Ris de veau gratinée morilles

Noix de ris de veau gratinée, morilles cuisinées au jus

Vous l’aurez compris la cuisine servie au Cinq marche sur ses deux pieds, passant de la simplicité, l’évocation des souvenirs partagés par tout à chacun aux plats plus complexes relevant parfois (rarement) de l’assemblage et s’appuyant sur de la haute technicité.

Elle sait donc parler à tout le monde, aux novices comme aux érudits, enrichissant les uns et ramenant les autres dans le girond de leur racines. Faisant de cette table une des rares à posséder toutes les armes pour séduire, ayant toutes les cordes à son arc pour viser au cœur de tout le monde.
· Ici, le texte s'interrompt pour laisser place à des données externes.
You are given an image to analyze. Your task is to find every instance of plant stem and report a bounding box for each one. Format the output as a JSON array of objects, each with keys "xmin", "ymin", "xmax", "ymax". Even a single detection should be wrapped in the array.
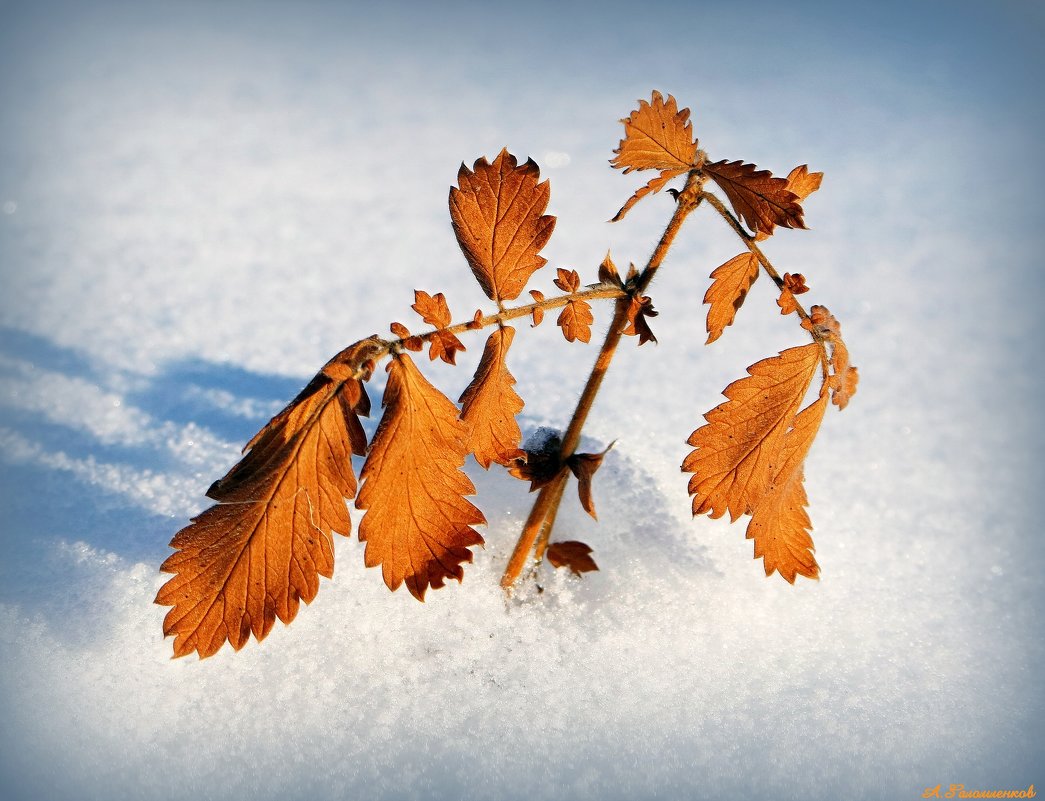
[
  {"xmin": 501, "ymin": 170, "xmax": 703, "ymax": 591},
  {"xmin": 501, "ymin": 468, "xmax": 570, "ymax": 591},
  {"xmin": 701, "ymin": 192, "xmax": 815, "ymax": 323},
  {"xmin": 700, "ymin": 191, "xmax": 830, "ymax": 380}
]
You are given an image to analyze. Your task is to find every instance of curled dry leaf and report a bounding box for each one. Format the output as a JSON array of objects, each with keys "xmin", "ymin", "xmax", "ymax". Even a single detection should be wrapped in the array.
[
  {"xmin": 802, "ymin": 306, "xmax": 841, "ymax": 339},
  {"xmin": 408, "ymin": 289, "xmax": 467, "ymax": 364},
  {"xmin": 555, "ymin": 267, "xmax": 595, "ymax": 343},
  {"xmin": 389, "ymin": 323, "xmax": 422, "ymax": 358},
  {"xmin": 682, "ymin": 343, "xmax": 820, "ymax": 521},
  {"xmin": 787, "ymin": 164, "xmax": 823, "ymax": 201},
  {"xmin": 460, "ymin": 326, "xmax": 524, "ymax": 469},
  {"xmin": 544, "ymin": 540, "xmax": 599, "ymax": 575},
  {"xmin": 624, "ymin": 295, "xmax": 659, "ymax": 346},
  {"xmin": 776, "ymin": 273, "xmax": 809, "ymax": 314},
  {"xmin": 599, "ymin": 251, "xmax": 624, "ymax": 289},
  {"xmin": 820, "ymin": 319, "xmax": 860, "ymax": 411},
  {"xmin": 530, "ymin": 289, "xmax": 544, "ymax": 328},
  {"xmin": 704, "ymin": 161, "xmax": 806, "ymax": 235},
  {"xmin": 704, "ymin": 251, "xmax": 759, "ymax": 345},
  {"xmin": 156, "ymin": 339, "xmax": 380, "ymax": 658},
  {"xmin": 449, "ymin": 149, "xmax": 555, "ymax": 301},
  {"xmin": 754, "ymin": 164, "xmax": 823, "ymax": 241},
  {"xmin": 609, "ymin": 91, "xmax": 697, "ymax": 222},
  {"xmin": 566, "ymin": 442, "xmax": 614, "ymax": 520},
  {"xmin": 555, "ymin": 301, "xmax": 595, "ymax": 343},
  {"xmin": 776, "ymin": 286, "xmax": 798, "ymax": 314},
  {"xmin": 508, "ymin": 432, "xmax": 565, "ymax": 492},
  {"xmin": 747, "ymin": 392, "xmax": 828, "ymax": 584},
  {"xmin": 783, "ymin": 273, "xmax": 809, "ymax": 295},
  {"xmin": 355, "ymin": 353, "xmax": 486, "ymax": 600}
]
Celui qui il y a quelques années encore faisait un peu lanterne rouge dans la catégorie des palaces, incapable qu’il était d’accrocher trois étoiles à sa table maîtresse du temps d’Eric Briffard (dieu sait pourtant que la table était superbe) est aujourd’hui au sommet du monde des établissements d’ultra luxe avec autant d’avance qu’ Ussain Bolt en a sur son challenger lors de la finale du 100 mètres. Inatteignable !

Tout puissant vous dit-on ! Et au sommet ! Christian Le Squer trône en Roi sur son écrin d’or et de fleur mordorées, proposant une cuisine qui ne rentre pas dans les cases, vouvoyant les esthètes et tutoyant le client voulant juste touché du doigt une fois la cuisine trois étoiles.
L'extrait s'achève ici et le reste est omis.